Olivier Gavalda imprime sa marque sur la gouvernance de Crédit Agricole SA
Olivier Gavalda ne deviendra officiellement directeur général de Crédit Agricole SA que le 14 mai, mais il remodèle déjà la gouvernance du véhicule coté de la banque verte. Lors du conseil d’administration du 29 avril présidé par Dominique Lefebvre, il a présenté sa future organisation. Le successeur de Philippe Brassac proposera en particulier au prochain conseil du 14 mai la nomination de Jérôme Grivet en tant que directeur général délégué unique et second dirigeant effectif.
«A compter du 1er juin 2025, la direction générale s’organisera autour de sept pôles, du secrétariat général et des fonctions de contrôle», précise un communiqué du groupe.
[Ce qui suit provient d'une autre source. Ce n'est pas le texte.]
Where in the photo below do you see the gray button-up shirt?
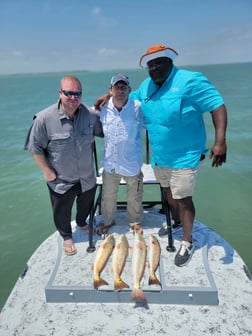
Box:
[25,103,103,194]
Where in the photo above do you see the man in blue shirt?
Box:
[97,73,143,235]
[96,45,227,266]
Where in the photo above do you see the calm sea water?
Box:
[0,63,252,307]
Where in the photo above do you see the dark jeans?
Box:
[48,183,96,240]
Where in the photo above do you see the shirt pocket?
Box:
[49,132,71,146]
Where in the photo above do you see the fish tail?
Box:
[94,277,108,289]
[149,274,162,287]
[131,288,147,301]
[114,278,129,292]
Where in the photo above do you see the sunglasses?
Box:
[60,90,82,98]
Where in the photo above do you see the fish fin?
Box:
[94,278,108,289]
[149,275,162,287]
[114,279,129,292]
[131,288,147,301]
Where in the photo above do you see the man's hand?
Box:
[94,93,110,111]
[209,144,227,167]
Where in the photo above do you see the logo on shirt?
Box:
[171,87,180,92]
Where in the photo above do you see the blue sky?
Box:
[0,0,252,74]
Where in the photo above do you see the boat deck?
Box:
[45,211,218,305]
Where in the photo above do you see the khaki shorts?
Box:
[154,166,199,199]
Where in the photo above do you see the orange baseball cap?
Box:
[139,44,178,68]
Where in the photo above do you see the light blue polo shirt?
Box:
[131,66,224,168]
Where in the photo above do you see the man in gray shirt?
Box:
[25,76,103,255]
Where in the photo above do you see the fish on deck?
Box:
[131,233,147,301]
[93,235,115,289]
[112,234,129,291]
[149,234,162,287]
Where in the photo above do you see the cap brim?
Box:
[139,49,178,68]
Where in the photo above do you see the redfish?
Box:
[93,235,115,288]
[131,233,147,301]
[112,234,129,291]
[149,235,161,287]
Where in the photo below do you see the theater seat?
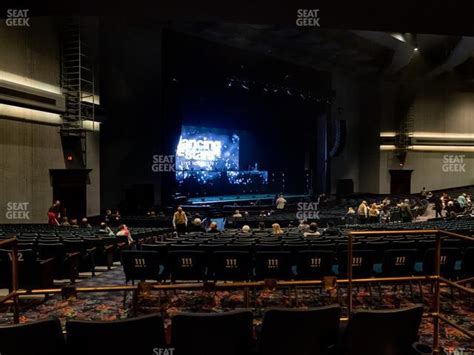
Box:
[0,319,66,355]
[172,310,253,355]
[66,315,167,355]
[259,306,341,355]
[338,305,423,355]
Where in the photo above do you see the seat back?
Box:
[382,249,417,276]
[0,319,66,355]
[212,250,252,281]
[255,251,294,280]
[461,247,474,277]
[0,249,38,289]
[343,305,423,355]
[339,250,374,277]
[172,310,253,355]
[167,250,207,281]
[297,250,334,280]
[260,306,341,355]
[66,315,167,355]
[121,250,160,282]
[423,248,461,276]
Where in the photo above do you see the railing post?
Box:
[347,232,352,317]
[12,238,20,324]
[433,231,441,354]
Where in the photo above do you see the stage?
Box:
[186,194,311,205]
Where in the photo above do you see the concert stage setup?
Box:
[187,194,311,206]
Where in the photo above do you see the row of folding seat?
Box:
[122,246,474,282]
[0,305,430,355]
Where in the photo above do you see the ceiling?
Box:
[167,21,474,80]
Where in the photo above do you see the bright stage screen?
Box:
[176,126,240,171]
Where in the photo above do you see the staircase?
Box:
[61,18,95,166]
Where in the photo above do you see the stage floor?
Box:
[187,194,310,205]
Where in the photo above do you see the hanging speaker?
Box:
[61,135,85,169]
[329,120,347,158]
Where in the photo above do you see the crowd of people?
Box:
[345,197,413,224]
[47,200,133,244]
[432,191,474,218]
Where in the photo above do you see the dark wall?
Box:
[100,22,330,212]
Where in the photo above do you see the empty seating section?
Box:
[0,225,170,289]
[119,231,474,282]
[0,305,429,355]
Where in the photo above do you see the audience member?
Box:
[322,221,342,236]
[188,218,206,232]
[99,222,115,236]
[116,224,133,245]
[276,194,287,210]
[242,224,252,234]
[303,222,321,237]
[207,222,219,233]
[61,216,71,227]
[400,199,413,222]
[81,217,92,228]
[232,210,242,218]
[272,223,284,234]
[357,201,369,224]
[173,206,188,235]
[368,203,379,223]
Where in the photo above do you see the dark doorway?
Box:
[390,170,413,195]
[49,169,91,219]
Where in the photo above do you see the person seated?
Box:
[240,224,252,235]
[323,221,342,236]
[99,222,115,236]
[232,210,242,218]
[188,218,206,232]
[272,223,284,234]
[207,222,219,233]
[81,217,92,228]
[61,217,71,227]
[298,220,309,232]
[303,222,321,237]
[116,224,133,245]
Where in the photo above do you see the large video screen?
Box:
[176,126,239,171]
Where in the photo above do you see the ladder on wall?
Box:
[61,17,96,167]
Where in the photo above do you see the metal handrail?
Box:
[0,230,474,354]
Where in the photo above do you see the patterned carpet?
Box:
[0,265,474,355]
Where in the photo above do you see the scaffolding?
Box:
[61,18,96,167]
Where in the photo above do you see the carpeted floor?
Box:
[0,265,474,354]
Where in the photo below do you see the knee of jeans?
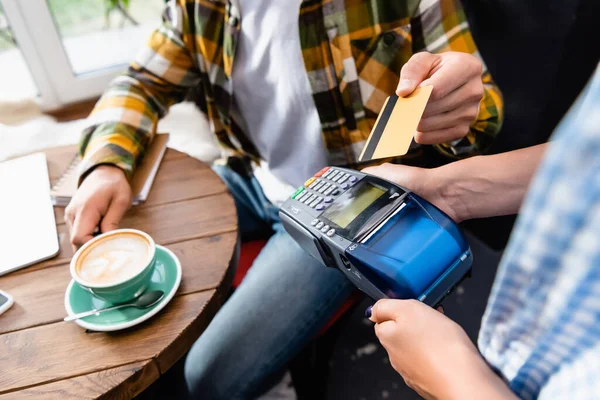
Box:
[183,348,213,399]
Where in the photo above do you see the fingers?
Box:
[417,104,477,134]
[422,54,482,101]
[100,194,131,233]
[370,299,407,324]
[415,126,469,144]
[423,79,484,118]
[396,52,441,97]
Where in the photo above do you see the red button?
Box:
[315,167,329,178]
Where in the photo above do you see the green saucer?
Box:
[65,245,181,332]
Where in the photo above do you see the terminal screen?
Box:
[323,182,386,228]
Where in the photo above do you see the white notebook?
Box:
[0,153,59,275]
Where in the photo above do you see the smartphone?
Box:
[0,290,13,314]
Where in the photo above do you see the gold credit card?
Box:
[359,86,433,161]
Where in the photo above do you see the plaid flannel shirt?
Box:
[80,0,502,180]
[479,67,600,400]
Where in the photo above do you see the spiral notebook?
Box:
[50,133,169,206]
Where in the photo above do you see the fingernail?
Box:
[396,79,413,93]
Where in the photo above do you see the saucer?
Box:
[65,245,181,332]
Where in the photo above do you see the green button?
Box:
[292,186,304,199]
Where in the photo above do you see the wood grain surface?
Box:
[0,146,238,400]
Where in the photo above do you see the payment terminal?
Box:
[279,167,472,306]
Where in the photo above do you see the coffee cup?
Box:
[70,229,156,303]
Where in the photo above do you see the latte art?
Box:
[76,233,151,285]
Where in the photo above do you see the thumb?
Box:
[369,299,404,324]
[100,196,131,233]
[396,52,440,97]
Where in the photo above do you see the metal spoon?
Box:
[64,290,165,322]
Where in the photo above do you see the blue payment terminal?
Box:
[279,167,473,306]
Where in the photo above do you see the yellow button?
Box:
[304,177,317,187]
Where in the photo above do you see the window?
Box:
[0,4,38,100]
[0,0,165,109]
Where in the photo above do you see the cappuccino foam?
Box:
[76,233,151,285]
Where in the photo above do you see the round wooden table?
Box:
[0,146,238,400]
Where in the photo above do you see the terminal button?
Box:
[315,167,329,178]
[319,183,331,193]
[298,190,310,203]
[292,186,304,199]
[304,177,317,187]
[310,197,323,208]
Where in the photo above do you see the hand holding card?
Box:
[359,86,433,161]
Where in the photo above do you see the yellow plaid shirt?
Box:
[80,0,502,180]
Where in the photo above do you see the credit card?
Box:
[359,86,433,161]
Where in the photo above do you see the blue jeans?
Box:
[185,166,353,399]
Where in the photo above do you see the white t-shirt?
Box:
[232,0,327,205]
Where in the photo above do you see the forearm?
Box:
[438,354,517,400]
[79,2,200,176]
[431,144,547,221]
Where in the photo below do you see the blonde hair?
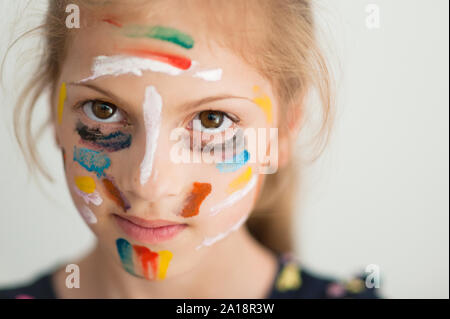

Olivier Gavalda supervisera directement cinq pôles : les banques universelles de proximité (LCL et CA Italia), les banques et services à l’international - un nouveau pôle confié à Stéphane Priami et rassemblant notamment le leasing, la mobilité, BforBank -, les grandes clientèles (CA CIB et Caceis), un pôle client, développement et innovation sous la responsabilité de Gérald Grégoire, et enfin un pôle transformation, ressources humaines et transitions piloté par Grégory Erphelin. Au sein de ce cinquième pilier, la direction de la transformation technologique sera placée sous la responsabilité d’Olivier Biton.
Le futur DG coiffera aussi le secrétariat général, déjà assuré aujourd’hui par Véronique Faujour. Stéphane Priami, Gérald Grégoire et Grégory Erphelin auront chacun le statut de directeur général adjoint.
Figures montantes
Jérôme Grivet, pour sa part, supervisera les fonctions de contrôle et deux pôles. Le premier, finance et pilotage, est dévolu à Clotilde L’Angevin en tant que directrice générale adjointe. Le second, épargne et patrimoine, regroupera Amundi, Crédit Agricole Assurances et Indosuez Wealth Management, respectivement dirigés par Valérie Baudson, Nicolas Denis et Jacques Prost.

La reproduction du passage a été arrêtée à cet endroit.